The Trail then leads into the forest reserve Rog and at the edge of Virgin Forest Rajhenavski Rog. The latter was also considered for inclusion in the 2017 nomination dossier as part of the extension of the World Heritage properts Ancient and Primeval Beech Forests of the Carpathians and Other Regions of Europe. However, due to its smaller size it was decided that Virgin Forest Krokar should be inscribed instead. The virgin forests are strictly protected and no entry into them is allowed. The Trail thus circles around the forest reserve, however the experience of the wild beauty of the area is unhindered as the virgin forest remnant is situated within a larger forest reserve where no forestry or other interventions are allowed. Therefore, the hike along this part of the trail requires clambering over countless fallen trees, massive snaking roots, and moss-covered limestone outcrops. The experience of the primeval Illyric beech forest for a visitor is thus much more visceral here than it is at Krokar forest reserve.
The last hiking day slowly brings you out of the forests and back into the civilisation. The Trail passes another small forest reserve – Prelesnikova koliševka, which offers a glimpse into a special world of a karst freezing depression, which affects the vegetation composition and allows for a natural spruce forest which would not be naturally found at such an altitude otherwise. Further along the Trail there is another brush with history, more recent and more unpleasant, however for the same reason that much more important to be remembered. The Kočevski Rog was the stronghold of the partisan (guerilla) forces during the World War II and following the end of the war the place of mass shooting and disposal of the people who supported the losing side during the war. Hundreds of people lost their lives in these forests and were disposed of in the depressions, caves and abysses, with many still undiscovered. These events are recent enough to be influential in current politics still.
The final stretch offers a glimpse into the destructive forces of nature.

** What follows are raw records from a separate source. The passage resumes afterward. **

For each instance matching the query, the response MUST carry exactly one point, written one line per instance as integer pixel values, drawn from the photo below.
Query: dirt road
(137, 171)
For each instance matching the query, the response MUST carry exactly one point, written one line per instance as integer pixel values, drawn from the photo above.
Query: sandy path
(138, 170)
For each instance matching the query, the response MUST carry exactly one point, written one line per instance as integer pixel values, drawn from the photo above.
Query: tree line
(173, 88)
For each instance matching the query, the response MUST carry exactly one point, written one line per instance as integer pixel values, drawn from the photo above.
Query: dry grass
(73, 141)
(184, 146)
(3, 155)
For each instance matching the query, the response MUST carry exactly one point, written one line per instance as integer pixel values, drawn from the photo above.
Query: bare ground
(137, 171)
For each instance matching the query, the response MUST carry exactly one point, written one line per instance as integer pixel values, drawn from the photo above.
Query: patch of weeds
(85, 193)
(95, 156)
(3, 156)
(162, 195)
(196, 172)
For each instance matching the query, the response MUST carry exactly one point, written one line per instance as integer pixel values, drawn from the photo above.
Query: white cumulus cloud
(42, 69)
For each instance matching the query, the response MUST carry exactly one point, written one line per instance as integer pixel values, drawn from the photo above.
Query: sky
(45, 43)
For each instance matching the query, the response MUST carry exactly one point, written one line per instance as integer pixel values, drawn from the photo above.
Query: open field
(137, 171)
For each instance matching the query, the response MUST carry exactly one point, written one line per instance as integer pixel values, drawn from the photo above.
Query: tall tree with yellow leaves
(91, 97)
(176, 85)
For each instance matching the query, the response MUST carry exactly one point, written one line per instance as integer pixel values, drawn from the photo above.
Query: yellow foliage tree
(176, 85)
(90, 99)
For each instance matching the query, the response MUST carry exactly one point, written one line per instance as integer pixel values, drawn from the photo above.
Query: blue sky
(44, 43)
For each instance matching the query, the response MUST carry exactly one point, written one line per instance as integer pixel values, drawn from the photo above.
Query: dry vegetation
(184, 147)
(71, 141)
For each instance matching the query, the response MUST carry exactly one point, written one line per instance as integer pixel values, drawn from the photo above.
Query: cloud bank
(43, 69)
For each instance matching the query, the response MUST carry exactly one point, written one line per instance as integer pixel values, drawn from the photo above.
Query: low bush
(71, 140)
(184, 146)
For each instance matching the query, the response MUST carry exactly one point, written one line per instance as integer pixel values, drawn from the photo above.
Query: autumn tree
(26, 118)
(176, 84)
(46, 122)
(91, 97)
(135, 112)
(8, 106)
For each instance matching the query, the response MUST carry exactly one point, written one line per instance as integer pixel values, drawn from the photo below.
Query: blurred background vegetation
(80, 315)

The forests in vicinity of Kočevje which were ravaged by windbreaks and bark beetle outbreaks in recent years to such an extent that often entirely open spaces replaced forests. The areas are left to natural regeneration under the care of foresters to allow the forests to regrow without much additional planting.

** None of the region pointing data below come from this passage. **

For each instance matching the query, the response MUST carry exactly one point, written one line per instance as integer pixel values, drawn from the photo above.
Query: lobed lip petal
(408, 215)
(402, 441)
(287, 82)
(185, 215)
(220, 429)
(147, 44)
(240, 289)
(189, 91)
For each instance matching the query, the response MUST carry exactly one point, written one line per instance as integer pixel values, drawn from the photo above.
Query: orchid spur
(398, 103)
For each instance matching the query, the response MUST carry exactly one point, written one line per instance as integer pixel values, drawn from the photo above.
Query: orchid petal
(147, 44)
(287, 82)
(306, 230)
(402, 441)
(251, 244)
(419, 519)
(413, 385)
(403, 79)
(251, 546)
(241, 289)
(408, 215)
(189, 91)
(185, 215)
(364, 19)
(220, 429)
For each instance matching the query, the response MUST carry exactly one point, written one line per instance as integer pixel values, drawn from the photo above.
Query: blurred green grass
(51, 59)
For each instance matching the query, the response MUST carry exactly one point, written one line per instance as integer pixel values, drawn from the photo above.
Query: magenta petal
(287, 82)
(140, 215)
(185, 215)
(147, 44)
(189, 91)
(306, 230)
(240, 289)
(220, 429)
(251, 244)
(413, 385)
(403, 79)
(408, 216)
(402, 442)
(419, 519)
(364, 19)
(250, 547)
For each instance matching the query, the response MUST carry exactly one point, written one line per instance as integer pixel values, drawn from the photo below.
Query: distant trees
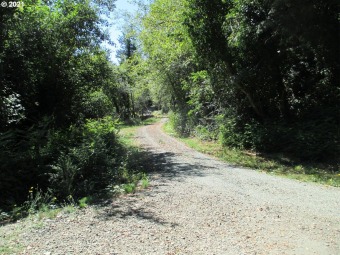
(264, 74)
(55, 83)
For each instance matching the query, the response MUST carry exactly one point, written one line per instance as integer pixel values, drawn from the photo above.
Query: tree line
(259, 75)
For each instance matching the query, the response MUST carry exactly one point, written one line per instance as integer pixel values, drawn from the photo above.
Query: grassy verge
(328, 174)
(41, 206)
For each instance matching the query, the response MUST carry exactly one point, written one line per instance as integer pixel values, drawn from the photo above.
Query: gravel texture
(198, 205)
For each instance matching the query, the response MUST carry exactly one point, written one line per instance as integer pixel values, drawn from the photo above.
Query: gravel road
(199, 205)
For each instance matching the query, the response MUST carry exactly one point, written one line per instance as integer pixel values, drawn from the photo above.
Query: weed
(145, 181)
(274, 163)
(85, 201)
(129, 187)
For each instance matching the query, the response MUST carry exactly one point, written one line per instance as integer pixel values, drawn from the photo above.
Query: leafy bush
(180, 123)
(312, 139)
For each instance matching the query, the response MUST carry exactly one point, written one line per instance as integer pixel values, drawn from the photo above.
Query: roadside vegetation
(260, 89)
(278, 164)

While the entire Roška Trail offers great insights into both natural, cultural, and historical heritage of the area, it is also long enough that only truly dedicated visitors will undertake it. Nevertheless, individual sights and reserves along the way can also be visited in the form of day trips and can represent a great alternative to the more sensitive and less accessible forests, such as the Virgin Forest Krokar. Ultimately, the UNESCO-inscribed Krokar is a very small part of a truly extensive forest complex of Kočevsko region, which covers tens of thousands of hectares. The UNESCO recognition of the Outstanding Universal Value of Krokar is by extension the recognition of the excellence in the forestry management in Slovenia as a whole. Slovenian foresters recognised the value of primeval forest remnants and ensured their protection, while managing the rests of the forests in a close-to-nature way, which now allows both biodiversity protection and exploitation in a sustainable way in all Slovenian forests. Therefore, sometimes visiting even some of the forest reserves without the UNESCO brand can provide a fully rewarding experience, without needlessly endagering the sensitive forest ecosystems.